What is a Point & Figure Bullish Catapult pattern?
The P&F Bullish Catapult pattern is a hybrid by nature of its development process. This rare buy signal evolves from a Triple, or Quadruple Top, that fails to follow-through. Price direction reverses soon after the breakout, back to the confines of the preceding price range. Trading retreats to the lower half of its prior range but no deeper than its floor. Price then recovers, printing a 3 box reversal up, advancing northwards once again. A price rally breaks above the prior column of Xs, the column responsible for the Triple or Quadruple Top, to form a Double Top. That Double Top pattern, itself contained in the Catapult pattern, thereby provides overall signal activation. With resistance now cleared desively, a sharp rally initiates.

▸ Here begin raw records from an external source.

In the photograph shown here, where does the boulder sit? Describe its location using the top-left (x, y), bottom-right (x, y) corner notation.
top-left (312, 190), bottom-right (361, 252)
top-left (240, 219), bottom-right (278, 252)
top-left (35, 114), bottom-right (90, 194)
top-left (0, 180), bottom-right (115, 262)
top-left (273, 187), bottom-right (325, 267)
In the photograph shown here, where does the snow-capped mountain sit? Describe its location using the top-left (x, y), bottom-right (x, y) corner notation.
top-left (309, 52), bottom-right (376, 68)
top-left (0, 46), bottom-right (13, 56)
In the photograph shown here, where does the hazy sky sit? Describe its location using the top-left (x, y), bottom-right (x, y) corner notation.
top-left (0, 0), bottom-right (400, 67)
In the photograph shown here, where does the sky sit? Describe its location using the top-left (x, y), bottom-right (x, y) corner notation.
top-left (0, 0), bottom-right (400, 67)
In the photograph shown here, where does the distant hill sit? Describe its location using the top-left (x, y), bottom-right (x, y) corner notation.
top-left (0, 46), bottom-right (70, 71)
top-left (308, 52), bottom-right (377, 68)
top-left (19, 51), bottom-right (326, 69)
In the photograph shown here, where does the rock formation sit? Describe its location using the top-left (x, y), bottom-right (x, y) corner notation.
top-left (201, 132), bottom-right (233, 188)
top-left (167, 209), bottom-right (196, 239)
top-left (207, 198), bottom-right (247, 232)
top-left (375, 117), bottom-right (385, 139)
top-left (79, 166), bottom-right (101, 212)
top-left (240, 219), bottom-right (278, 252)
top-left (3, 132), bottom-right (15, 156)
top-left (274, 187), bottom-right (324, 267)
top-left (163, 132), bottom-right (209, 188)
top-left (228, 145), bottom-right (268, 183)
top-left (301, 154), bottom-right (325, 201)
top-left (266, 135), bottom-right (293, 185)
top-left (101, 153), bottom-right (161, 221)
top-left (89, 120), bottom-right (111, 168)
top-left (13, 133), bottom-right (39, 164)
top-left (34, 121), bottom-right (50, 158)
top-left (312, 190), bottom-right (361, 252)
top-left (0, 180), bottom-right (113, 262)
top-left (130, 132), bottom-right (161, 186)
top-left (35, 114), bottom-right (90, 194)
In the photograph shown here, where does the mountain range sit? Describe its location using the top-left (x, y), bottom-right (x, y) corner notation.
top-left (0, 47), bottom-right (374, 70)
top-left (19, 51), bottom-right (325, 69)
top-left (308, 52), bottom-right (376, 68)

Psychology of a Bullish Catapult
The Bullish Catapult pattern is an emotional roller-coaster for novice investors. Nerves of steel, and experience, are required to play the pattern successfully. The initial upside breakout spurs greed, yet the price rapidly slips back, leading to regret. The retreat, back into the range, then draws the interest of short traders. However, the shorts soon suffer pain as the price turns back to the upside, and breaks up through resistance, thereby activating the catapult pattern. By nature of the pattern's width, many traders are committed, consequently an aggressive short-squeeze ensues. Bearish positions that entered during the range-bound phase are forced to accept a painful loss as the price rapidly accelerates to the upside.
How to Trade the Catapult?
Following the completion of a Point & Figure Catapult signal, further investigation of the chart is imperative.
- The primary price trend for the stock or index must be up. Trading should be above a P&F bullish trendline.
- During a bear market, the pattern could fast become a Bull Trap.
- The only time you would consider trading the pattern without a bullish up trend is when the Catapult occurs across a major support shelf. However, that in itself would be speculative, so leaner allocation would be appropriate.
- Look for other buy signals preceding the Catapult, lower down the chart. Successful buy signals over the prior months, and years, will collectively add conviction to the present bullish case.
- A bullish relative P&F chart is desirable. The relative chart should be trending up on a medium to long-term basis. The only time a weak relative chart would be considered is when the ratio has successfully found a long-term relative horizontal support level but again that would be somewhat speculative.
- As with any trading pattern, sentiment should also be evaluated. If the pattern formed over a period of bad news-flow, the signal will be more powerful. Short sellers on the news will need to cover and that will fuel the upside extension.
Entry is best sought a few days, to couple of weeks, following P&F Catapult activation. Breaks of resistance are often volatile, with swings in either direction. Watch to enter a long position on a downswing, providing no P&F sell signal is generated, as that would negate the Bullish Catapult.
Presence of a Bullish Catapult signal during a bear market should be treated with skepticism. Very often a bullish catapult in this environment will morph into a Bull Trap. Hence, the signal is best followed during an established bull market.
Be cautious if the Bullish Catapult occurs during an indecisive rangebound general market. The catapult will struggle to follow-through to the upside, culminating in failure.
Where to place a stop-loss?
With the pattern activated, as the uptrend extends, the stop should be trailed higher to the box just beneath the next completed column of Os, a retreat. A pull-back of Os would be considered complete when a 3 box reversal prints a X column back to the upside.
Determining an upside price target?
A horizontal count is the ideal method to calculate an upside price objective. Broad patterns such as this often result in a prolonged and powerful up move.
Bullish Catapult Explained by Example
Catapult pattern development across moving average
Advanced Micro Devices consolidated across its rising 30-week moving average during 2019. The long-term uptrend consolidation took the form of a Bullish Catapult. The catapult signal activated in November 2019. In doing so, the primary uptrend resumed.
Pattern formation mid-trend
Steve Madden formed a tidy Bullish Catapult over the summer of 2018. A Quadruple top reversed after breakout, the price retreated to the range floor. A 3 box reversal up then propelled the price back up to the range ceiling, with the catapult activating in mid-August. A multi-month rally followed.
Deep retraction following initial upside failure
Early August 2018 saw a Bullish Catapult signal print on the S&P 500 Transportation Index chart. Observe the deep retraction following the failed Quadruple Top. The upside failure broke higher by three boxes. Following the retraction, the index resumed its up trend, pushing out to a new all-time high of 820.95 in late September 2018. However, the broader market weakened, pulling the transports back down into year end.
Development above a Bullish Trendline
Iridium Communications confirmed a Bullish P&F Catapult pattern at the start of August 2018. As is often the case, the formation occurred above a notable Bullish Trendline. The price duly extended higher, hitting a peak of $24 in October 2018.